Das scheint momentan absoluter Standard bei Rose zu sein! 
Habe Ähnliches schon aus diversen Ecken mitbekommen. Zwar nicht so krass, dass nochmal 6 Monate draufgepackt wurden, aber bei einem Kollegen waren es nochmal +3 Monate. 
Gravel im, ich glaube, Oktober bestellt, sollte im März kommen, kurz vor geplantem Liefertermin einfach einen neuen Liefertermin im Juni per Mail mitgeteilt bekommen. 
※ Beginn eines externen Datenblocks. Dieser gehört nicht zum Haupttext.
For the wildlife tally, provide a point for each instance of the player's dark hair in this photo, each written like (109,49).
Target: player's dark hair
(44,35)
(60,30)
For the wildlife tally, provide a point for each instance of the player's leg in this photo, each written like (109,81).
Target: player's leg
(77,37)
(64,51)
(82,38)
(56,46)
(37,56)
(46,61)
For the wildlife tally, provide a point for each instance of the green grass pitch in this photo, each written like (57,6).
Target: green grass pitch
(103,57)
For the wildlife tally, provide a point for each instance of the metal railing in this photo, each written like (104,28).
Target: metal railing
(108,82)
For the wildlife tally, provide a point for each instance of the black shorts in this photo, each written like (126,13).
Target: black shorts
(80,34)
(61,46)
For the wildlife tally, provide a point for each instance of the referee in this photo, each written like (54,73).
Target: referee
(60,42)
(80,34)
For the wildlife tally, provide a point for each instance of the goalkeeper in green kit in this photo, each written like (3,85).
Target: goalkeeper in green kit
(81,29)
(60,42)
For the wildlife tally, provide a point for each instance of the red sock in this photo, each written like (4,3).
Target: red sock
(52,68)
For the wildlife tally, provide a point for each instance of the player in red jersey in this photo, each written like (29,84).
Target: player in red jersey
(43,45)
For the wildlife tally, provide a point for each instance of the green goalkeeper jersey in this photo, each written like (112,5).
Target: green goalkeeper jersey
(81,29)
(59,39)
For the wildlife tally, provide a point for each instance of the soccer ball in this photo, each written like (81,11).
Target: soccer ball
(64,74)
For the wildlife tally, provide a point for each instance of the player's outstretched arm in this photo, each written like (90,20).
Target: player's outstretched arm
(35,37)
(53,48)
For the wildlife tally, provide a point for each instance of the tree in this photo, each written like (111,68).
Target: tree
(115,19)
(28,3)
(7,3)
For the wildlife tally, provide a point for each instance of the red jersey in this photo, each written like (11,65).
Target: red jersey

Schein momentan bisschen drunter und drüber zu gehen.
Siehe Bewertungen bei Trust Pilot hier und hier


----------



## fliege1 (12. Mai 2021)

Da fällt mir ein, ich habe meinen Trabi noch nicht bekommen.


----------



## styl0 (12. Mai 2021)

Ich bin eigentlich ein großer "Fan" vom Rose Webshop. Neben einem Fahrrad von Rose besitze ich auch unzählige Kleidungsstücke von denen und kann mich qualitativ eigentlich nicht beschweren. 
Obwohl ich aktuell aber mal wieder ein paar Sachen bräuchte, z.B. Ergon M/L Enduro, TacX Deva Flaschenhalter, würde ich aktuell dort nicht bestellen. Die Lieferzeiten scheinen mir persönlich einfach blind ausgewürfelt (einfach mal den Sattel beobachten im Shop).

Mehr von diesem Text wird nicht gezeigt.